Officials from the Haryana State Pollution Control Board were unavailable for comment on Sunday. However, a sub-divisional officer said, “There is nothing wrong with the air these days. Things will get worse only in October.”

The air quality in Delhi-NCR is expected to deteriorate rapidly towards the end of September, once the monsoon retreats. Seasonal changes in atmospheric temperature, a drop in humidity, and a change in wind patterns around that time will reduce the upward movement of air particles, causing them to settle at shorter mixing heights. 

Earlier, in June, air quality in Gurugram deteriorated, prompting the district administration to prohibit all construction activity in the city.

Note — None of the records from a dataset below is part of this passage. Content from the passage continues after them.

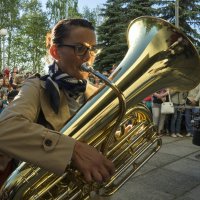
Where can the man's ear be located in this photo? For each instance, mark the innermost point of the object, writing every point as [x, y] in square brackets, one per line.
[54, 52]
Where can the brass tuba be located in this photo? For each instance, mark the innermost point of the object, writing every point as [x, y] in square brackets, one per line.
[159, 56]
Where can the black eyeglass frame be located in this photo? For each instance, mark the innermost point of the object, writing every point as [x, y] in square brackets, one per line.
[92, 50]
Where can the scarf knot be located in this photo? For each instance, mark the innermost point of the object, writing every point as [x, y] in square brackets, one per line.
[56, 80]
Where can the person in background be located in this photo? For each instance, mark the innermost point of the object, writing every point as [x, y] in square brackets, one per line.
[148, 102]
[192, 107]
[43, 106]
[158, 98]
[178, 99]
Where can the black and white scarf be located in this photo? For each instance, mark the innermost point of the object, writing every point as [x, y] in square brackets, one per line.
[56, 80]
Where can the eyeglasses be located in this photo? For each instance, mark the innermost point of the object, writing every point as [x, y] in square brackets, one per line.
[81, 49]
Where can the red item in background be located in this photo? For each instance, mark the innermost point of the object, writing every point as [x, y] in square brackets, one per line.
[147, 98]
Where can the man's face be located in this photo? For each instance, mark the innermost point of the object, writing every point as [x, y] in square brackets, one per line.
[69, 62]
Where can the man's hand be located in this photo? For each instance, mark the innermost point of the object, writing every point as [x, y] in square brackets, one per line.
[92, 164]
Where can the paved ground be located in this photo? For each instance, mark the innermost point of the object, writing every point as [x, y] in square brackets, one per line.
[173, 173]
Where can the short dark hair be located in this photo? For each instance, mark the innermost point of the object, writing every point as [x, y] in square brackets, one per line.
[63, 27]
[11, 95]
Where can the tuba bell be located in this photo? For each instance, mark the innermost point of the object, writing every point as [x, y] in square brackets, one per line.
[159, 56]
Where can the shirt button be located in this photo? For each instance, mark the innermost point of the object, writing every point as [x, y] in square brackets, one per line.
[48, 142]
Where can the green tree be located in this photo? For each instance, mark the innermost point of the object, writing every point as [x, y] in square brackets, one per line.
[9, 19]
[29, 43]
[112, 32]
[189, 17]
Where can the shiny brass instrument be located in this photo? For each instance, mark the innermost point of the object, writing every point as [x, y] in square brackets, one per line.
[159, 56]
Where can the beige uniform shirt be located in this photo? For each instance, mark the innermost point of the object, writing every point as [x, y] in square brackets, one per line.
[22, 138]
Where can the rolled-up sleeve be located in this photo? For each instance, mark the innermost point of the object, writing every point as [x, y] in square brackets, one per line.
[22, 138]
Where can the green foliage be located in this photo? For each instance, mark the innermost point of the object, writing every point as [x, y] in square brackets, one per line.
[189, 17]
[112, 32]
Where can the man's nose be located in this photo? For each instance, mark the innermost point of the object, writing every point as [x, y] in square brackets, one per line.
[86, 56]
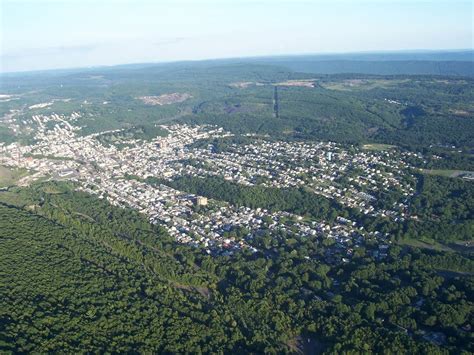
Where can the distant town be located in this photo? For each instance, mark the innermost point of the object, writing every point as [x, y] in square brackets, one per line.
[348, 174]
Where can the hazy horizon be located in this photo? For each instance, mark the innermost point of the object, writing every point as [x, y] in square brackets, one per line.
[59, 34]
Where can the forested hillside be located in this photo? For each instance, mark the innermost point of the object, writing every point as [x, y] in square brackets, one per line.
[81, 275]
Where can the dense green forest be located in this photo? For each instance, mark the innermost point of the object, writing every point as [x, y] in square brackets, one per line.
[81, 275]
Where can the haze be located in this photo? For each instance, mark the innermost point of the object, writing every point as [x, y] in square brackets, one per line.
[39, 35]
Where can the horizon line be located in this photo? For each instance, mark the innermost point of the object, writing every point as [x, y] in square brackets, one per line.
[362, 52]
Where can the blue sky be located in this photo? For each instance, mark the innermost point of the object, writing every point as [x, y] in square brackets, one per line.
[38, 34]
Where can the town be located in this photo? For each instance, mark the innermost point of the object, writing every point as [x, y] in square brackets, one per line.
[350, 175]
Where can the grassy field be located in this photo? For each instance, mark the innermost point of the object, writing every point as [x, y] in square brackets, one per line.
[9, 176]
[377, 146]
[361, 84]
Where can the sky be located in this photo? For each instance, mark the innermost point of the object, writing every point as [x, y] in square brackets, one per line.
[48, 34]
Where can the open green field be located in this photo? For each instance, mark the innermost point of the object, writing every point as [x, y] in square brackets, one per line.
[9, 176]
[361, 84]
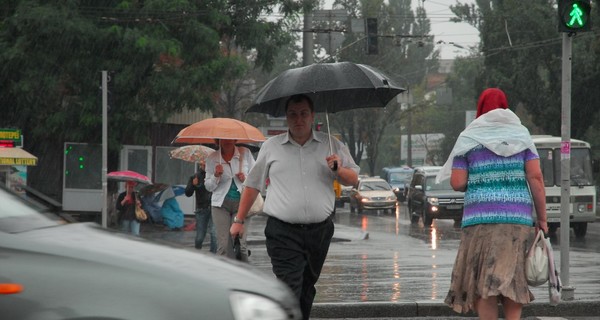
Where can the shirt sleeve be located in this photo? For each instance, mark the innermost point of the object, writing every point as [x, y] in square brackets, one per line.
[530, 155]
[460, 162]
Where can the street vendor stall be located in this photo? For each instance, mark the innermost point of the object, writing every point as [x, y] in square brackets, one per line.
[14, 160]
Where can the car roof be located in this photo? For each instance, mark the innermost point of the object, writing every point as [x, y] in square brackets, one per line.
[428, 169]
[398, 169]
[371, 179]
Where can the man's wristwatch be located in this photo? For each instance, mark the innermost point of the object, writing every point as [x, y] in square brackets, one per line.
[236, 220]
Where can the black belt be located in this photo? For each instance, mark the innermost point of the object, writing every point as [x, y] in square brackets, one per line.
[305, 226]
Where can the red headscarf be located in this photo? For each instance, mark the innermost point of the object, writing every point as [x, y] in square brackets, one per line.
[490, 99]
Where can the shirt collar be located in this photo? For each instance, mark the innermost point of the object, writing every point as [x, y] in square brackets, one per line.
[314, 136]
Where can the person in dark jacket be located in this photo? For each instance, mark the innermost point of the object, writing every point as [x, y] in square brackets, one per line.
[202, 211]
[126, 203]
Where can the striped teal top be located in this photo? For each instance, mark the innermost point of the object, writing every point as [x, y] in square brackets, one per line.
[497, 190]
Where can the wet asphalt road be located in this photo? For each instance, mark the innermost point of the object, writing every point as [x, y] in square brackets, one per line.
[384, 258]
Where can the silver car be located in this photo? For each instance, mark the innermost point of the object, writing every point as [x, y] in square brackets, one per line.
[50, 269]
[372, 194]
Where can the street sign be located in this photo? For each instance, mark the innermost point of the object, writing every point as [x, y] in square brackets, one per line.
[10, 137]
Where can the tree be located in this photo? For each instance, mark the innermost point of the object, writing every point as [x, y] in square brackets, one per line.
[521, 51]
[401, 57]
[165, 56]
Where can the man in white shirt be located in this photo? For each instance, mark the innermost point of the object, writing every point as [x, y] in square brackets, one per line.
[300, 198]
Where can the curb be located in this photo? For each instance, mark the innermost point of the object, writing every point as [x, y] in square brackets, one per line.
[439, 309]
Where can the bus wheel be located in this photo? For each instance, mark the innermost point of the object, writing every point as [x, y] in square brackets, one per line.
[552, 229]
[580, 229]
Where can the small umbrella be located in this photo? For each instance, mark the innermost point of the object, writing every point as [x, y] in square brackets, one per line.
[128, 175]
[207, 130]
[191, 153]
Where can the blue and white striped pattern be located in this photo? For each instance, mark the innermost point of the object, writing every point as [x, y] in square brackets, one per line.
[497, 189]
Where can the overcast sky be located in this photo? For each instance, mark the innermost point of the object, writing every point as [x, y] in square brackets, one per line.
[461, 34]
[451, 33]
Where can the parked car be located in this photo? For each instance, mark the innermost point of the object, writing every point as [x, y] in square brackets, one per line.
[398, 178]
[372, 194]
[428, 200]
[345, 197]
[51, 269]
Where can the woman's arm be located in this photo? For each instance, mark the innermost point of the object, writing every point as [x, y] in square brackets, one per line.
[533, 174]
[458, 179]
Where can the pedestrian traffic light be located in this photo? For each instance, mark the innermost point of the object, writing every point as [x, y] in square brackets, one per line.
[574, 16]
[372, 46]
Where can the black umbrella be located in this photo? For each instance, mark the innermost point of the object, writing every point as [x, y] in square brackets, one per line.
[332, 87]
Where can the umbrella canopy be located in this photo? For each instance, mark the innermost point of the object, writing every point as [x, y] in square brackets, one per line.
[128, 175]
[191, 153]
[207, 130]
[332, 87]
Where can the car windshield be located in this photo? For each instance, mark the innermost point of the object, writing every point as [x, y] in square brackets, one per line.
[443, 185]
[374, 185]
[18, 215]
[399, 177]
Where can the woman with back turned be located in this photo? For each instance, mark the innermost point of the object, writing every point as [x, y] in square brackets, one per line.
[493, 162]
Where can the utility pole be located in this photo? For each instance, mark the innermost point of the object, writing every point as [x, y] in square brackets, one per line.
[104, 148]
[307, 37]
[567, 292]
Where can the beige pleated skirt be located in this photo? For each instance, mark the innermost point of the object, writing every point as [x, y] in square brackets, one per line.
[490, 262]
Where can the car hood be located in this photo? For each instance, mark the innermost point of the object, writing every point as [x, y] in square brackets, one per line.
[445, 194]
[88, 263]
[377, 193]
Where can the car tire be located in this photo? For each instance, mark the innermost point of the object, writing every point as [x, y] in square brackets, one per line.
[457, 222]
[580, 229]
[427, 220]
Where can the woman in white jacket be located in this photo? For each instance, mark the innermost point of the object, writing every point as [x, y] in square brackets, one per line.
[226, 171]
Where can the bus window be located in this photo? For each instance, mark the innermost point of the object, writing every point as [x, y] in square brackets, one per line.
[547, 165]
[581, 167]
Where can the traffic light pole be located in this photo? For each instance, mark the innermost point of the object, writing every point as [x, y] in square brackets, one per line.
[104, 148]
[567, 292]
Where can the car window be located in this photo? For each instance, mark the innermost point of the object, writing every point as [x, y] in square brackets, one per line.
[397, 177]
[443, 185]
[17, 215]
[374, 185]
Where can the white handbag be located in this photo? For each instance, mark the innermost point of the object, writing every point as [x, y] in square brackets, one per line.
[536, 262]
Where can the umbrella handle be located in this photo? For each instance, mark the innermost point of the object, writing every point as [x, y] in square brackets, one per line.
[329, 134]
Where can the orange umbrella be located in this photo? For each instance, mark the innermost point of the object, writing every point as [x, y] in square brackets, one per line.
[207, 130]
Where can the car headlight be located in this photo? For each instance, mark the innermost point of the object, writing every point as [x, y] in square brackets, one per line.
[248, 306]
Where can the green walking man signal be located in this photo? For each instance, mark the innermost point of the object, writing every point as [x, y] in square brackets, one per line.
[574, 16]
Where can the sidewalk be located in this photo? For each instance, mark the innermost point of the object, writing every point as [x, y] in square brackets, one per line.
[433, 309]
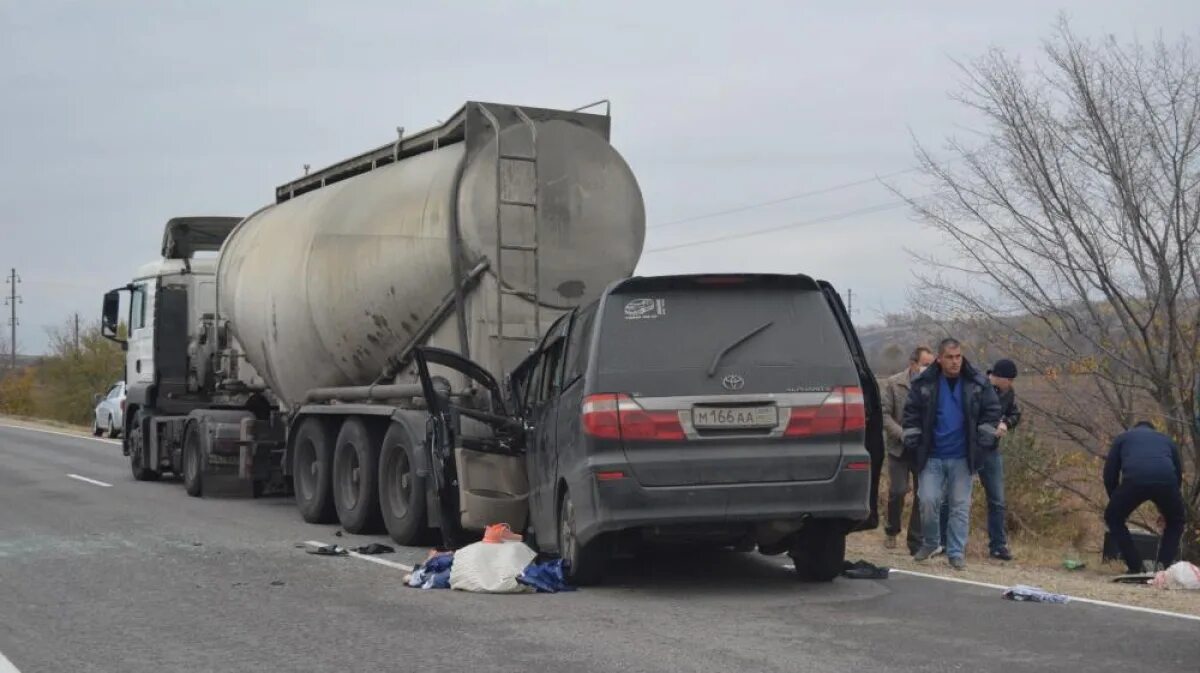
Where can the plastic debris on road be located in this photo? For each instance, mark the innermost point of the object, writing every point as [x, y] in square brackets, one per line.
[1033, 594]
[491, 568]
[864, 570]
[546, 577]
[373, 548]
[1180, 576]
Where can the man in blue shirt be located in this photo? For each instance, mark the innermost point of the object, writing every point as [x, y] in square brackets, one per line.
[1144, 466]
[949, 425]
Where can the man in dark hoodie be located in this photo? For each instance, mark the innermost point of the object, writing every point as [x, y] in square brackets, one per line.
[949, 422]
[1144, 466]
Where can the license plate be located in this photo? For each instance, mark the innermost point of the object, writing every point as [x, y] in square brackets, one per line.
[735, 416]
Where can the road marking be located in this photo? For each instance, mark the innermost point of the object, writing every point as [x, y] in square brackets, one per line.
[90, 480]
[367, 557]
[64, 434]
[1074, 599]
[7, 666]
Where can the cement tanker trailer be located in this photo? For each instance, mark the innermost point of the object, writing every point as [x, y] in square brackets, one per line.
[289, 358]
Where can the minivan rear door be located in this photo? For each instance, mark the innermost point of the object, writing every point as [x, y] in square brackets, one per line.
[726, 379]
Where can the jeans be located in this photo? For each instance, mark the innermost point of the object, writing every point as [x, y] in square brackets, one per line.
[991, 476]
[1127, 498]
[900, 473]
[946, 480]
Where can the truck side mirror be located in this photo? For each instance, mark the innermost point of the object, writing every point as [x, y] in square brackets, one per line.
[111, 316]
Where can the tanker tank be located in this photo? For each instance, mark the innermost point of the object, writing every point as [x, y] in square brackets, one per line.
[328, 287]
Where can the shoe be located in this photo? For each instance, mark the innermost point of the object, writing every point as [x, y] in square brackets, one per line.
[924, 554]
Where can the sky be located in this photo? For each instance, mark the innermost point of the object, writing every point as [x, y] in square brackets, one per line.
[119, 115]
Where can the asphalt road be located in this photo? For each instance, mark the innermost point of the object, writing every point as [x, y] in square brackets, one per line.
[136, 577]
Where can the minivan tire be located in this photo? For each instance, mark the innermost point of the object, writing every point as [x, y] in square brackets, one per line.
[820, 551]
[355, 475]
[582, 564]
[312, 462]
[402, 502]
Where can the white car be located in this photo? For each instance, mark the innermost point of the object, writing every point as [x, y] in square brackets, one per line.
[109, 414]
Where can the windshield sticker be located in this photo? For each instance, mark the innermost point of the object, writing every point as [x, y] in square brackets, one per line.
[646, 308]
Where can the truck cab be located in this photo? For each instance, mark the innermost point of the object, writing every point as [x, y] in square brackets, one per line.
[168, 301]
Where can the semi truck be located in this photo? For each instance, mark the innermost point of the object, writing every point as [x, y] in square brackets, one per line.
[285, 348]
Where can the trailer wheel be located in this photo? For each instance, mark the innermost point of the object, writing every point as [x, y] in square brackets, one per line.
[193, 461]
[312, 461]
[355, 476]
[137, 451]
[402, 490]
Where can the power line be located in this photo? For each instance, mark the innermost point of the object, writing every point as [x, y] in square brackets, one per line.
[785, 199]
[12, 300]
[834, 217]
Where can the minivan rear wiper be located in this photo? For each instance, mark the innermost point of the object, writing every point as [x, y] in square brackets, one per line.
[712, 368]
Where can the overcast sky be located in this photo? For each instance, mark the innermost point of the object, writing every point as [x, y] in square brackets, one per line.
[118, 115]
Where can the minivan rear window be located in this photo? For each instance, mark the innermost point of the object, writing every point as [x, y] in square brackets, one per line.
[774, 340]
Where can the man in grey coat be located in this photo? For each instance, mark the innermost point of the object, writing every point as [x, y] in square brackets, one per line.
[901, 468]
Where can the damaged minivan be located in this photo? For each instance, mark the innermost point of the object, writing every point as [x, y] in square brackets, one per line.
[732, 410]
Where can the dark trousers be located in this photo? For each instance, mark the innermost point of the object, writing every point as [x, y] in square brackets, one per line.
[900, 473]
[1127, 498]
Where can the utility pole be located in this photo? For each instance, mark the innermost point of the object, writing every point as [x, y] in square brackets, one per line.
[12, 300]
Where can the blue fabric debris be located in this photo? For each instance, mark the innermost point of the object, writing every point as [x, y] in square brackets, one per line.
[1033, 594]
[433, 574]
[545, 577]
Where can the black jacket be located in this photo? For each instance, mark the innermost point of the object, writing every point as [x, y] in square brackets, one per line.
[1009, 410]
[1143, 456]
[981, 409]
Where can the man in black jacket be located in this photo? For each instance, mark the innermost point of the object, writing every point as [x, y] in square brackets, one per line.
[949, 424]
[1144, 466]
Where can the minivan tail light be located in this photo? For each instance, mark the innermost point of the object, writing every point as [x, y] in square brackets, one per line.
[841, 412]
[619, 416]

Taking note of the dip in air quality, the Haryana State Pollution Control Board (HSPCB) had advised the deputy commissioners of 14 NCR districts in Haryana to tackle rising pollution by adopting measures such as curbing waste incineration,, sprinkling water to help particulate matter settle, identifying roads where excessive dust is being kicked up, increasing mechanised cleaning of roads and clamping down on the preparation of concrete and tar for the next 48 hours.

Gurugram’s deputy commissioner Vinay Pratap Singh was quoted as saying that the CPCB’S Graded Response Action Plan (GRAP) will be implemented if the level of pollutants continued to remain in the more than severe category.

PM2.5 continues to be the primary air pollutant in Gurugram, according to the CPCB.